PAHO/WHO and UNICEF join forces to Map Yellow Fever Risk

ai

Washington D.C., 15 April 2019 (PAHO) - In 2018, PAHO’s Health Emergencies Department and UNICEF’s Office of Innovation partnered to test machine learning as a tool to predict yellow fever risk areas in the Americas. Leveraging PAHO’s datasets, the project demonstrated the value of digital epidemiology—using digital and environmental data to better understand disease dynamics.

By applying the AdaBoost algorithm and factors such as precipitation, temperature, primate presence, and forest canopy loss, the model achieved 100% recall and 95% precision for cases reported between 2000 and 2018. It correctly identified all 640 municipalities with past cases and flagged 31 additional municipalities—mostly adjacent to infected areas—as potential sites for future outbreaks. Key predictors included latitude, canopy loss, ecoregion type, nonhuman primate populations, and temperature.

The findings, presented at a PAHO workshop in Brasilia with UNICEF, the Brazilian Ministry of Health, Fiocruz, and international universities, highlighted how machine learning can inform preparedness and outbreak response strategies for yellow fever.

Yellow fever remains endemic in Africa and the Americas, but between 2016 and 2018 Brazil experienced an unusually large epidemic that spread to coastal regions not affected for decades. Over 2,100 cases and 700 deaths were reported, prompting emergency vaccination drives and straining vaccine supplies.

In the Americas, transmission is mainly sylvatic—occurring in forested areas where mosquitoes (Haemagogus and Sabethes) spread the virus between monkeys and humans. Environmental conditions such as rainfall, temperature, altitude, forest cover, and the presence of monkeys and mosquito vectors strongly influence transmission risk. For PAHO, mapping and analyzing these factors is crucial for risk assessment, guiding vaccination strategies, and reducing the disease’s impact.
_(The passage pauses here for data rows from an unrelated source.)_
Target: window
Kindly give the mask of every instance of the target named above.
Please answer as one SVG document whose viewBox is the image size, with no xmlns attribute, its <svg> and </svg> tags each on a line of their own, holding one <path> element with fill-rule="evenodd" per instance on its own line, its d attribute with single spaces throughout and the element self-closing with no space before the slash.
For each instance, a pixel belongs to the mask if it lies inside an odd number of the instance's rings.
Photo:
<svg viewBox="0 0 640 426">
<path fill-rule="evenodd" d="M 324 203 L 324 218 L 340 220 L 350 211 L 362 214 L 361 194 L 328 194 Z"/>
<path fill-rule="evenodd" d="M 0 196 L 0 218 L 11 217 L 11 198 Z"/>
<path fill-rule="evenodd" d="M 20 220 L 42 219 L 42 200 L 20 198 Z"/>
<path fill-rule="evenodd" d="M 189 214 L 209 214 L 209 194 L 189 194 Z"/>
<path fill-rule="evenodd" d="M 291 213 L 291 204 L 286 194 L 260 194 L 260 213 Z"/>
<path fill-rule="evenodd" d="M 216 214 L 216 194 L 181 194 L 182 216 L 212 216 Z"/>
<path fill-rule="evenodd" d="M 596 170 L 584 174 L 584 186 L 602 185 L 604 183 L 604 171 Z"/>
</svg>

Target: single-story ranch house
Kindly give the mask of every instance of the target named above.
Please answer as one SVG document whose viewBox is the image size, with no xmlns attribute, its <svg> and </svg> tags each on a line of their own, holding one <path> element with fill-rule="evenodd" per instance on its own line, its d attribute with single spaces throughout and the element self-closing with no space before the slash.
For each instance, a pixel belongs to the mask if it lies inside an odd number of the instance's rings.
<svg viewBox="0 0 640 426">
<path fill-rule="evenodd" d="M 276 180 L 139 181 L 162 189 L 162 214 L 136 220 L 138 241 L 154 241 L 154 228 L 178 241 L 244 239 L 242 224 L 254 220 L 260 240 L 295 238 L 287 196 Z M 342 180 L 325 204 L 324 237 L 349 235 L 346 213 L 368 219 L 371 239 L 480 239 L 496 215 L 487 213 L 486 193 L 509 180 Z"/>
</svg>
By analyzing environmental drivers of yellow fever, machine learning allows for faster, more affordable risk mapping and the use of large data sources like satellite imagery and social media. These approaches enhance understanding of yellow fever epidemiology and strengthen preparedness beyond Brazil, aligning closely with existing vaccination recommendations across South America.

In 2019, Brazil, Bolivia, and Peru continued to report cases, underscoring that 13 countries in the Americas remain at risk. PAHO’s ongoing work aims to identify both recognized and emerging high-risk areas to enable timely, cost-effective interventions that can reduce the spread and impact of future outbreaks.